Par Françoise Solliec

 

Des élèves heureux, maîtrisant remarquablement à 15 ans les compétences de base, tant pour la compréhension de l’écrit que dans les domaines scientifiques, des enseignants respectés, à l’aise, travaillant en équipe dans leurs établissements … Une utopie ? Non, car c’est bien ainsi que se présente le système éducatif finlandais, décrit par Eeva Penttilä, directrice des affaires internationales au département de l’éducation de Helsinki.

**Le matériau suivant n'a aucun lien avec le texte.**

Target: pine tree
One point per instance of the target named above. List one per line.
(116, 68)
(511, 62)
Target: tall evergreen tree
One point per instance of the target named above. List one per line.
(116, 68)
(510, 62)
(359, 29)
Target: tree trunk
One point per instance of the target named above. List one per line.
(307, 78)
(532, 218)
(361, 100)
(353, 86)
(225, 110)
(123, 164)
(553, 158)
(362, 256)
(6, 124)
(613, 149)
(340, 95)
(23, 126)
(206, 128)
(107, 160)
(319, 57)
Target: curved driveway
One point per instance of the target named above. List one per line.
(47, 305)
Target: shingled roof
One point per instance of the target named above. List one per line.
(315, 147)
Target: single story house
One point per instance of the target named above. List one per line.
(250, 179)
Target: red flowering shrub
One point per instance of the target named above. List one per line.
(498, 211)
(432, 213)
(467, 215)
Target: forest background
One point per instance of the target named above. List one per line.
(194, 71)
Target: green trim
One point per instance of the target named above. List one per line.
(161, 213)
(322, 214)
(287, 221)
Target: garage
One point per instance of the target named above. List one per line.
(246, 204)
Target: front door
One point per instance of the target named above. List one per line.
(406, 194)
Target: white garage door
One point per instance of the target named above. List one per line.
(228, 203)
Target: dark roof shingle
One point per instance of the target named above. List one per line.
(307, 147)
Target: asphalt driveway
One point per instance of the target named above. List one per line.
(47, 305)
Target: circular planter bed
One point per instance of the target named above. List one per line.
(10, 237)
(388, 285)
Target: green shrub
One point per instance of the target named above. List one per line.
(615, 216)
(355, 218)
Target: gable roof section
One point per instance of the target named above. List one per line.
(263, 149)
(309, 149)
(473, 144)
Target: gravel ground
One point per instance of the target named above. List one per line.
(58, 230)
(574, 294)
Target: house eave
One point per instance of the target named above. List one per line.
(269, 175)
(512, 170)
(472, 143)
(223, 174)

Mais, comme le souligne Monica Gather Thurler, les modèles sont rarement transférables d'une culture à une autre...

 

 

Eeva Penttilä, qui fut enseignante à la fin des années 60, puis 25 ans chef d’établissement à Helsinki, avant de passer de l’autre côté de la barrière pour rejoindre le département de l’éducation, était le 30 janvier l’invitée du conseil régional d’Ile-de-France à la journée d’échanges du dispositif « Réussite pour tous. » Habituée à recevoir de nombreuses délégations internationales, dont récemment celle menée par Xavier Darcos, et forte de son expérience à la tête de l’association européenne des chefs d’établissement ESHA, c’est avec une aisance consommée qu’elle a présenté les modalités, sans doute uniques au monde, selon lesquelles est dispensé l’enseignement primaire et secondaire finlandais. Interrogée ensuite par le Café, elle a volontiers accepté de compléter sa présentation par quelques réflexions sur la profession enseignante.

 

Une réforme qui date des années 70

Avant 70, la Finlande se trouvait en assez mauvaise position dans le palmarès éducatif international. La réforme imposée par le gouvernement s’est fondée sur trois principes, la définition nationale d’un socle commun de compétences et de connaissances, la totale hétérogénéité des classes et, surtout, la prise en compte de l’enfant dans la globalité de sa personne, allant jusqu’à un objectif de bien-être, en passant par l’élaboration très progressive d’un projet personnel. Les établissements, placés sous la responsabilité directe de la municipalité, ont toute latitude pour définir les modes de travail et répartir les moyens alloués.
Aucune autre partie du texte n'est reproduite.